NGC 1097 rating MEDIUM
barred spiral in Fornax
RA 2h 46.3m Dec -30d 16.4' (2000)
Magnitude 9.3

NGC 1097 sits almost at the center of Fornax, the Furnace, a small rectangular constellation about 40 degrees SW of Orion, nestled in the western edge of Eridanus. This is deep sky country; bright stars are few, and galaxies are the main targets. A face-on two-armed barred spiral, NGC 1097 is fairly easy even in a 2.4-inch refractor: you'll see a 4x1.5 spot elongated SE-NW with a bright nonstellar center. A 6-inch reflector should show its elongated form and extensions, and significant detail is visible in 8-inch and 10-inch scopes.

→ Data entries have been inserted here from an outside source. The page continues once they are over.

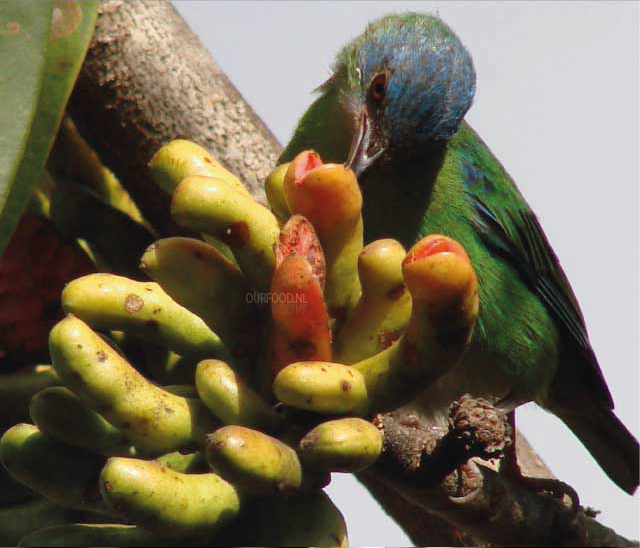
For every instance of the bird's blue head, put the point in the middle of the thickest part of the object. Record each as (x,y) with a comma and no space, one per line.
(406,83)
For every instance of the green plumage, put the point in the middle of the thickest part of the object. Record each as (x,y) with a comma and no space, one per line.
(431,173)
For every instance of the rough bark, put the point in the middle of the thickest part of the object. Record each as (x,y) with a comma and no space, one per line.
(479,506)
(148,79)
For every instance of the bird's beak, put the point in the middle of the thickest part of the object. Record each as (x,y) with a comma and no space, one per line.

NGC 1097 is an example of a class of galaxies with an active nucleus surrounded by a circumnuclear ring a few thousand light-years in diameter. Such rings are strong sources of hydrogen-alpha emission, indicating active formation of hot young stars. The rings apparently result when bars transport infalling material toward a galaxy's core.

IC 361 rating HARD
open cluster in Camelopardalis
RA 4h 19.0m Dec +58d 18.2' (2000)
Magnitude 11.5

IC 361 inhabits south central Camelopardalis, a faint constellation just north of Perseus, in the edge of the winter Milky Way. Expect to use a 10-inch for decent views of this cluster: it's at best an irregular, roundish and unresolved blur about 8' in diameter. A 12-inch may resolve roughly eight stars on a lumpy background. The cluster as a whole contains at least 100 stars magnitude 11 and fainter.